Reading texts about Peru and the Andes in Peru itself is already a way to bring such texts to life. For instance, we will be reading José María Arguedas’s celebrated account of a young Indigenous boy’s visit to Cusco, former center of the Inca Empire, in his novel Deep Rivers, and will be able to see the same sights, the same buildings and social architecture, that he describes. The same goes, for instance, for Felipe Guaman Poma or Garcilaso de la Vega’s famous historical descriptions of Inca civilization.

Second, we will be able to see how Indigenous people live in Peru today, in different settings and circumstances. We will visit local Indigenous communities in the countryside surrounding Pisac; we will explore the local market in the town itself, as a node for mercantile (and cultural) exchange between the countryside and wider networks; and from our time in Cusco (and also as we pass through Lima, to and from the Andes) we will gain a sense of urban Indigeneity and the negotiations, sacrifices, and successes that result from decades of internal migration to the cities.
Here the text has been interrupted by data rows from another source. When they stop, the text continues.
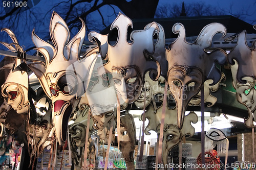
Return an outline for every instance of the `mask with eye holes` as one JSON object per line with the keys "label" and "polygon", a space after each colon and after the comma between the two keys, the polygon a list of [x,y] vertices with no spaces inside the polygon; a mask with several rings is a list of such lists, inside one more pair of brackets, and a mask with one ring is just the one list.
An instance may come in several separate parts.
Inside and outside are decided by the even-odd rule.
{"label": "mask with eye holes", "polygon": [[[145,112],[145,117],[148,119],[148,124],[145,129],[146,135],[150,135],[151,130],[160,133],[162,109],[162,105],[156,110],[152,104],[148,105]],[[197,122],[198,117],[196,114],[190,112],[185,116],[184,126],[182,129],[179,128],[177,122],[177,110],[169,109],[168,106],[166,106],[162,144],[162,159],[164,164],[169,163],[167,162],[169,151],[178,144],[184,136],[189,137],[194,135],[195,128],[191,124],[195,124]]]}
{"label": "mask with eye holes", "polygon": [[80,56],[86,34],[84,22],[81,21],[81,29],[70,40],[68,26],[53,12],[50,26],[53,46],[39,38],[34,31],[32,33],[36,50],[44,56],[46,63],[34,61],[28,65],[52,101],[53,124],[61,145],[67,138],[70,116],[87,89],[91,69],[97,56],[97,49],[82,58]]}
{"label": "mask with eye holes", "polygon": [[[254,27],[256,29],[256,27]],[[237,90],[237,100],[247,108],[248,117],[244,124],[249,128],[254,128],[256,95],[254,93],[256,82],[256,70],[254,63],[256,57],[255,40],[252,42],[253,48],[249,47],[246,42],[246,31],[244,30],[225,39],[231,42],[237,40],[237,44],[227,56],[227,61],[231,65],[233,86]]]}
{"label": "mask with eye holes", "polygon": [[185,29],[181,23],[175,24],[173,32],[179,36],[166,51],[168,84],[176,103],[177,125],[181,129],[187,106],[198,93],[204,82],[212,80],[212,85],[221,78],[220,71],[215,63],[218,62],[221,65],[225,63],[225,51],[216,49],[208,54],[205,50],[210,46],[212,37],[216,33],[221,33],[224,36],[226,30],[220,23],[210,23],[202,30],[193,43],[186,41]]}
{"label": "mask with eye holes", "polygon": [[[99,74],[102,75],[101,72],[105,71],[112,74],[115,87],[126,103],[139,97],[147,71],[154,80],[160,75],[159,63],[151,57],[158,50],[153,39],[154,35],[159,33],[159,25],[151,23],[143,30],[133,31],[129,37],[132,27],[132,20],[119,13],[111,25],[110,34],[103,35],[92,32],[89,34],[89,40],[96,41],[101,57],[107,61],[99,67]],[[118,37],[115,44],[110,41],[110,35],[113,33],[117,34],[115,35]]]}
{"label": "mask with eye holes", "polygon": [[97,68],[102,65],[101,58],[99,58],[86,93],[92,119],[96,128],[99,130],[103,129],[112,119],[115,118],[117,107],[114,82],[105,81],[98,75]]}

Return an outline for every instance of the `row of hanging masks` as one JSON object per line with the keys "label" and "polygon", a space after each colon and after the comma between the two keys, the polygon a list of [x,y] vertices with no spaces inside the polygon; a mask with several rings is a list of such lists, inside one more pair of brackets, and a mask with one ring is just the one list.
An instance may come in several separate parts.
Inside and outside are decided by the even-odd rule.
{"label": "row of hanging masks", "polygon": [[[25,55],[13,32],[8,29],[2,31],[8,34],[13,42],[1,43],[13,52]],[[1,107],[1,124],[11,134],[18,130],[16,129],[25,132],[27,140],[22,142],[28,143],[30,156],[38,157],[54,137],[51,101],[41,87],[34,90],[30,87],[29,69],[24,59],[16,58],[13,63],[1,69],[10,69],[1,87],[5,99]]]}
{"label": "row of hanging masks", "polygon": [[[44,58],[45,62],[26,62],[52,102],[52,122],[57,140],[61,145],[64,144],[67,139],[70,115],[76,107],[83,102],[84,94],[90,93],[89,85],[94,70],[97,71],[99,77],[109,82],[108,90],[110,90],[109,96],[114,100],[108,100],[111,103],[103,105],[107,101],[104,100],[105,95],[96,95],[97,92],[89,95],[91,97],[87,101],[85,100],[84,102],[90,106],[93,117],[104,113],[104,117],[107,118],[109,114],[111,118],[107,119],[106,124],[109,124],[109,121],[115,117],[116,108],[122,105],[121,103],[131,104],[139,99],[145,86],[146,73],[149,71],[150,80],[157,81],[161,76],[165,80],[163,81],[167,82],[169,93],[175,100],[177,108],[177,122],[170,125],[175,125],[180,131],[183,126],[190,126],[190,123],[189,125],[184,124],[185,111],[204,82],[211,80],[210,85],[213,85],[221,79],[221,72],[215,63],[224,64],[226,61],[226,53],[220,48],[209,54],[205,52],[205,48],[210,46],[216,34],[220,33],[223,37],[225,36],[226,29],[220,23],[213,23],[205,26],[193,43],[186,42],[184,26],[176,23],[173,27],[173,32],[178,34],[178,37],[166,49],[164,32],[161,25],[153,22],[146,26],[143,30],[131,32],[133,28],[131,20],[119,13],[110,27],[110,34],[101,35],[94,32],[89,34],[89,40],[95,41],[98,47],[80,56],[86,34],[82,20],[82,25],[78,33],[70,40],[68,26],[58,14],[53,12],[50,27],[52,43],[42,40],[34,31],[32,33],[35,49]],[[117,38],[112,41],[110,36],[113,35]],[[15,41],[16,39],[13,39],[15,44],[18,44],[17,41]],[[95,64],[99,58],[102,60],[102,64]],[[24,74],[23,71],[19,71]],[[25,82],[27,86],[28,80],[28,80],[27,76],[27,74],[26,79],[23,79],[22,83]],[[7,83],[2,89],[3,95],[10,100],[22,96],[22,100],[15,102],[17,110],[20,108],[19,106],[22,106],[22,109],[28,107],[29,104],[26,103],[26,95],[22,96],[21,92],[25,90],[9,91],[7,88],[10,86]],[[28,91],[28,88],[26,90]],[[99,105],[90,101],[90,99],[100,97],[103,102]],[[14,105],[13,107],[15,107]],[[95,112],[97,109],[99,111]],[[95,114],[92,113],[94,112]],[[172,117],[169,117],[172,119]],[[93,117],[93,120],[98,129],[103,129],[108,126],[104,123],[97,125],[99,120],[96,118]]]}

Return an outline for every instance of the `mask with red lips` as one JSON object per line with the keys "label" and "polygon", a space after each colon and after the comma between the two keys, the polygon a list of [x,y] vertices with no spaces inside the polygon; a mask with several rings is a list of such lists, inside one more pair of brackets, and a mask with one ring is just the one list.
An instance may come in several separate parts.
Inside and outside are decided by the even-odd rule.
{"label": "mask with red lips", "polygon": [[81,21],[81,29],[70,40],[68,26],[53,12],[50,26],[53,46],[32,33],[36,50],[42,54],[46,63],[34,61],[28,66],[52,101],[53,124],[60,145],[65,144],[69,117],[87,88],[90,69],[97,56],[95,50],[82,58],[80,56],[86,34],[84,22]]}

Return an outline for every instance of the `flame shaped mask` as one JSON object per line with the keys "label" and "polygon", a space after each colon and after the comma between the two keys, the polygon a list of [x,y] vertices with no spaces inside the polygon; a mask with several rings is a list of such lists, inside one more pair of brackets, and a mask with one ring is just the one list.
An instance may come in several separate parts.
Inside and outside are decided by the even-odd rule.
{"label": "flame shaped mask", "polygon": [[193,43],[186,41],[185,29],[180,23],[173,27],[173,32],[179,34],[178,38],[166,51],[168,62],[168,83],[177,108],[178,127],[182,128],[186,107],[191,99],[199,92],[204,81],[211,79],[216,84],[221,78],[220,70],[215,66],[226,62],[226,53],[217,49],[207,54],[204,49],[209,47],[212,37],[221,33],[223,37],[226,28],[220,23],[205,26]]}
{"label": "flame shaped mask", "polygon": [[123,100],[132,103],[139,96],[144,83],[144,75],[157,80],[160,74],[159,63],[150,57],[155,53],[153,36],[159,32],[156,22],[147,25],[143,30],[133,31],[128,37],[129,28],[133,27],[132,20],[119,13],[112,23],[110,30],[117,31],[117,40],[112,44],[110,35],[102,35],[92,32],[89,40],[95,40],[99,46],[102,58],[106,62],[99,68],[99,74],[112,74],[115,88]]}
Third, the Sacred Valley as a whole, from Cusco to Machu Picchu, is a booming site of various forms of tourism, from backpacking to luxury tours, adventure and high-energy activities to New Age practices. We will observe (and, inevitably, participate in) the legion of transactions in everything from handicrafts to visits to archeological sites, yoga to gourmet food, Shamanistic rituals to holistic health that often draw on (and help to construct) images of Indigeneity in the area. We will thus also be able to reflect on our own role as visitors and students in the heart of the Andes and what was once the centre of the Inca Empire.

Fourth and finally, beyond our own experiences and interactions with texts, local culture, and transnational tourism, we will also benefit from guest speakers and lecturers both from local Indigenous communities and from non-governmental organizations, as well as from Peruvian universities and research institutes such as Cusco’s Centro Bartolomé de las Casas.